- 1953 theatrical poster
- Directed by: Hugo Haas
- Written by: Hugo Haas
- Produced by: Hugo Haas
- Starring: Cleo Moore Hugo Haas Glenn Langan Anthony Jochim Russ Conway Gayne Whitman Martha Wentworth
- Cinematography: Paul Ivano
- Edited by: Merrill G. White
- Music by: Václav Divina
- Production company: Hugo Haas Productions
- Distributed by: Columbia Pictures
- Release date: April 6, 1953 (United States);
- Running time: 74 minutes
- Country: United States
- Language: English

= One Girl's Confession =

1953 film

One Girl's Confession is a 1953 low-budget film noir released by Columbia Pictures. The movie stars Cleo Moore and was written, produced, and directed by Hugo Haas who also plays a supporting part in the film.

This film was released on DVD by Sony Pictures in 2010 as part of the Bad Girls of Film Noir Volume II collection along with Night Editor, Women's Prison and Over-Exposed. The tagline for this film was "I'm the kind of girl every man wants ... but shouldn't marry."

The film has been preserved in the UCLA Film & Television Archive, and was screened as part of their 2008 retrospective "Cool Drinks of Water: Columbia's Noir Girls of the '40s and '50s."

==Plot==
Mary Adams is a waitress in a waterfront bar run by a man who had swindled her father years before.

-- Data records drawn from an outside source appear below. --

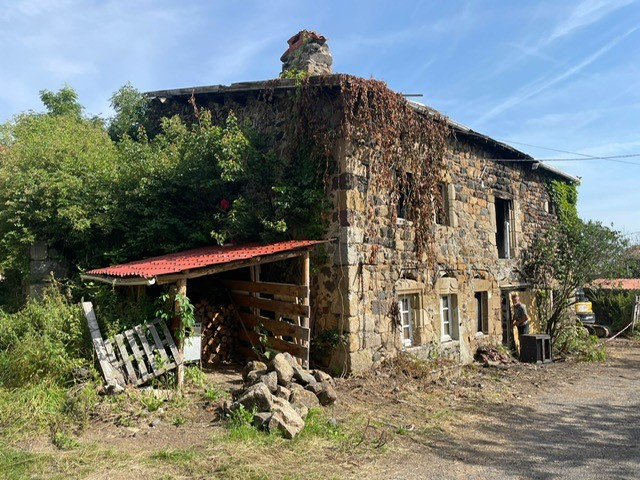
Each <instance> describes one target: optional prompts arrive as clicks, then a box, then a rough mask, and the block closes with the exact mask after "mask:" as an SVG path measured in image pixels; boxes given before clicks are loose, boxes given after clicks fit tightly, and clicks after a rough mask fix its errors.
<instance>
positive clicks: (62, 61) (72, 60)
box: [45, 56, 98, 81]
mask: <svg viewBox="0 0 640 480" xmlns="http://www.w3.org/2000/svg"><path fill="white" fill-rule="evenodd" d="M45 68H46V69H47V71H48V72H49V73H51V74H52V75H53V76H54V77H56V78H57V79H60V80H62V81H69V80H72V79H73V78H74V77H78V76H80V75H87V74H94V73H98V68H97V67H96V65H95V64H94V63H93V62H82V61H74V60H69V59H67V58H64V57H62V56H55V57H48V58H47V59H46V60H45Z"/></svg>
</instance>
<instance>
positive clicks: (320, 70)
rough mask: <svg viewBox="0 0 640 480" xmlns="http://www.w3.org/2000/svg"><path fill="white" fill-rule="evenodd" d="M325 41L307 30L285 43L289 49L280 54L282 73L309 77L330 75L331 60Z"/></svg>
mask: <svg viewBox="0 0 640 480" xmlns="http://www.w3.org/2000/svg"><path fill="white" fill-rule="evenodd" d="M326 42H327V39H326V37H324V36H323V35H320V34H318V33H316V32H312V31H309V30H301V31H299V32H298V33H296V34H295V35H294V36H293V37H291V38H290V39H289V40H288V41H287V43H288V44H289V48H288V49H287V51H286V52H284V53H283V54H282V57H280V60H281V61H282V63H283V65H282V73H285V72H288V71H294V72H295V71H302V72H307V73H308V74H309V75H326V74H331V73H332V71H331V65H332V64H333V58H332V57H331V53H330V52H329V45H327V43H326Z"/></svg>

One night, she climbs in the man's bedroom window and steals $25,000 from under his pillow. The police arrive the next morning, and to escape pursuit and the reprisal of the bar-owner, she confesses to the crime. When the money is not recovered, Adams is sent to prison for five years, but earns early release for good behavior. While on parole, she gets another waterfront waitressing job, working for a Dragomie Damitrof. Mary believes that she is being watched by the authorities still trying to recover the money, and is un-trusting of everyone.

Adams meets Johnny, a fisherman, and soon begins to entertain thoughts of helping her new boyfriend with a business loan. Then Damitrof loses the bar in a card game, and she offers to give him the money to forestall the debtors. Adams draws him a map to the location where she buried the loot. When Damitrof realizes this is the same girl that stole money from her employer at the same dock three years ago, he says he won't report her. When he returns from his trip to the cache, Damitrof bitterly reports that he could not find the money and angrily throws her out of his home.

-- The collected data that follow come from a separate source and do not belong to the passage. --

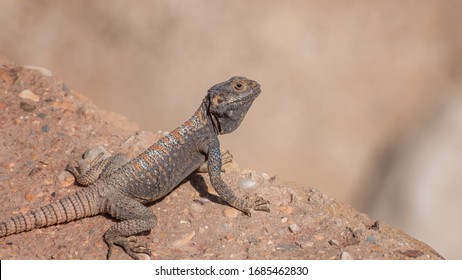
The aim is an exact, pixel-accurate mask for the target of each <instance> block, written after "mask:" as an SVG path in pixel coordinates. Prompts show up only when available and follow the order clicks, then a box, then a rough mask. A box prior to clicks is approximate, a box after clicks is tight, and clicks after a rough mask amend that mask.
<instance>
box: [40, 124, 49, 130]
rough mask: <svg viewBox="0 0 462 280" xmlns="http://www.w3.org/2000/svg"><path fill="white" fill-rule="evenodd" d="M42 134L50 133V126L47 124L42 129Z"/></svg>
mask: <svg viewBox="0 0 462 280" xmlns="http://www.w3.org/2000/svg"><path fill="white" fill-rule="evenodd" d="M41 130H42V132H50V126H49V125H48V124H45V125H44V126H42V128H41Z"/></svg>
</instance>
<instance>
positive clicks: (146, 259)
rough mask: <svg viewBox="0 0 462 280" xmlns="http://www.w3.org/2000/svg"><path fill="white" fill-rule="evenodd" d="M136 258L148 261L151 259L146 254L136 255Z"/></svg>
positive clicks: (150, 258) (140, 254)
mask: <svg viewBox="0 0 462 280" xmlns="http://www.w3.org/2000/svg"><path fill="white" fill-rule="evenodd" d="M136 256H137V257H138V258H139V259H140V260H150V259H151V257H150V256H149V255H148V254H143V253H138V254H136Z"/></svg>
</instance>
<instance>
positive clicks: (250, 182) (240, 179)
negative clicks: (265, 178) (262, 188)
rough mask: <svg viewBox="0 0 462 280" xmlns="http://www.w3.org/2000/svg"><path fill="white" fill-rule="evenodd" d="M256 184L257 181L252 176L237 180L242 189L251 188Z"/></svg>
mask: <svg viewBox="0 0 462 280" xmlns="http://www.w3.org/2000/svg"><path fill="white" fill-rule="evenodd" d="M256 185H257V182H256V181H255V180H254V179H252V178H242V179H240V180H239V186H240V187H241V188H243V189H251V188H254V187H255V186H256Z"/></svg>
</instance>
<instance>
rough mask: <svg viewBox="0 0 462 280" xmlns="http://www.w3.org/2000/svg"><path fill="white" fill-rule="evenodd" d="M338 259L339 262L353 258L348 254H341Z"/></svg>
mask: <svg viewBox="0 0 462 280" xmlns="http://www.w3.org/2000/svg"><path fill="white" fill-rule="evenodd" d="M340 259H341V260H352V259H353V257H352V256H351V255H350V254H348V252H342V254H341V255H340Z"/></svg>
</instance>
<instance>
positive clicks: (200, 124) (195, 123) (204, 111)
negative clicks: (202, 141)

Some days later, the bar appears to be under new ownership. Upon closer inspection, it develops that the bar is simply under new management, but Damitrof has taken a vacation and moved into a fancy new apartment, apparently finding the money after all. Adams confronts him at the apartment and attempts to recover the money. She strikes him on the head when he clutches her in his drunken stupor, and believes him to be dead. The owner's girlfriend tells her she is mistaken about the money, as she witnessed Damitrof win it gambling. She retrieves her money and donates it to an orphanage, then goes to the police to confesses to the murder of Damitrof.

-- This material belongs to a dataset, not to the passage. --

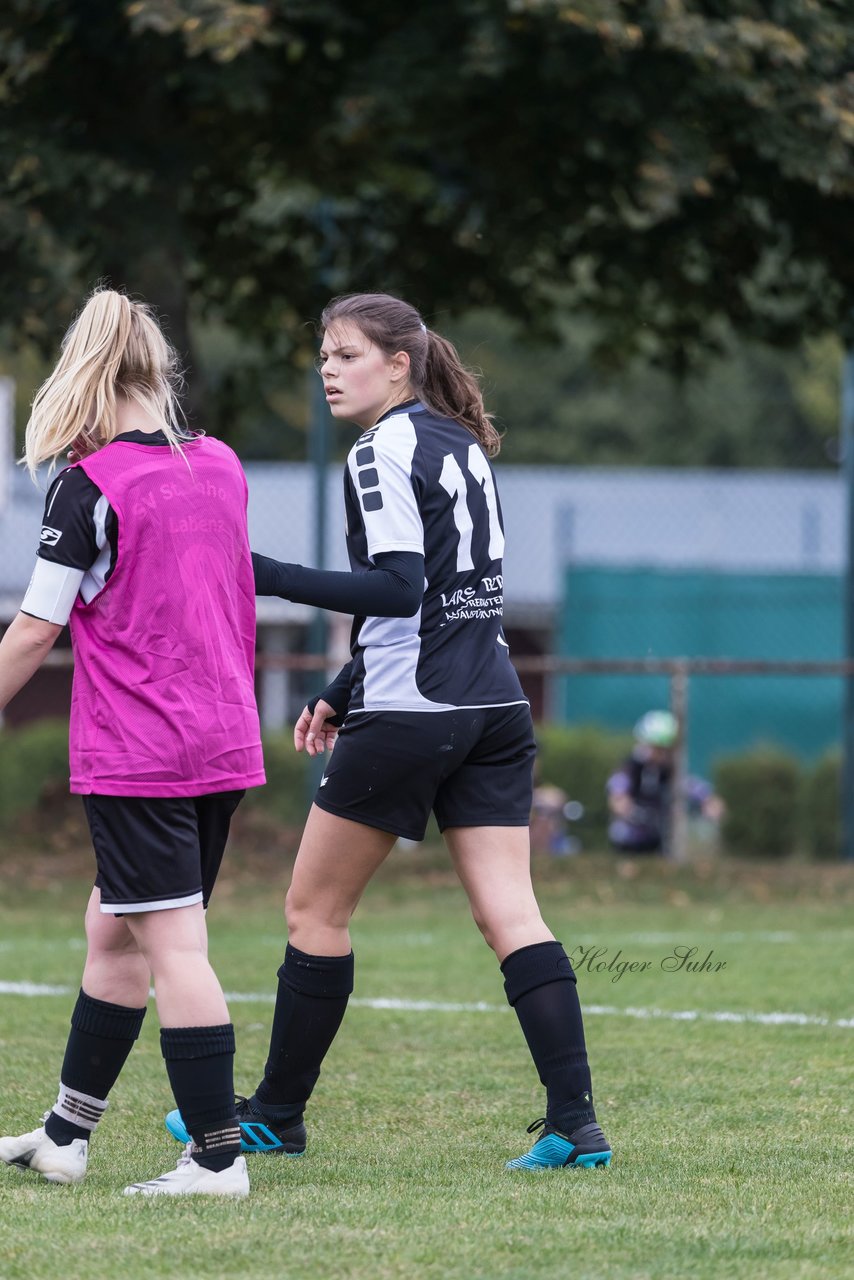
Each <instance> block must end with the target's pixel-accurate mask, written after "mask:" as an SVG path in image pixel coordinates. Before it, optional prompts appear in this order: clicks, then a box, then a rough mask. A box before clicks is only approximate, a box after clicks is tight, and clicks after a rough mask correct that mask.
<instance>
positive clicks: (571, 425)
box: [448, 311, 841, 468]
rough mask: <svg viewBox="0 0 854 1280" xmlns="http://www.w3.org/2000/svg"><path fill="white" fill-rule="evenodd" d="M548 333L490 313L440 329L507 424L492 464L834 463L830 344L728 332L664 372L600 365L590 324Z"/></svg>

When they call his apartment they discover Damitrof is still alive, she leaves and attempts to recover the money, but is unsuccessful. Adams and Damitrof cross paths at the dock, but he has no memory of her assault on him, and he offers to reemploy her. When Johnny arrives and professes his love for her, Damitrof advises that she deserves something more solid, and they ship off together.

==Cast==
- Cleo Moore as Mary Adams
- Hugo Haas as Dragomie Damitrof
- Glenn Langan as Johnny
- Anthony Jochim as Father Benedict
- Burt Mustin as Gardener
- Russ Conway as Police Officer
- James Nusser as Warden
- Gayne Whitman as District Attorney
- Martha Wentworth as Old Lady

==Release==
The film was released theatrically by Columbia Pictures in the United States on April 6, 1953, and European releases included it as Farligt tjuvgods in Sweden and Confessione di una ragazza in Italy.

In October 2000, it had its West German television release as Geständnis eines Mädchens. In 2010, Sony Pictures Home Entertainment included it in volume 2 of their Bad Girls of Film Noir series.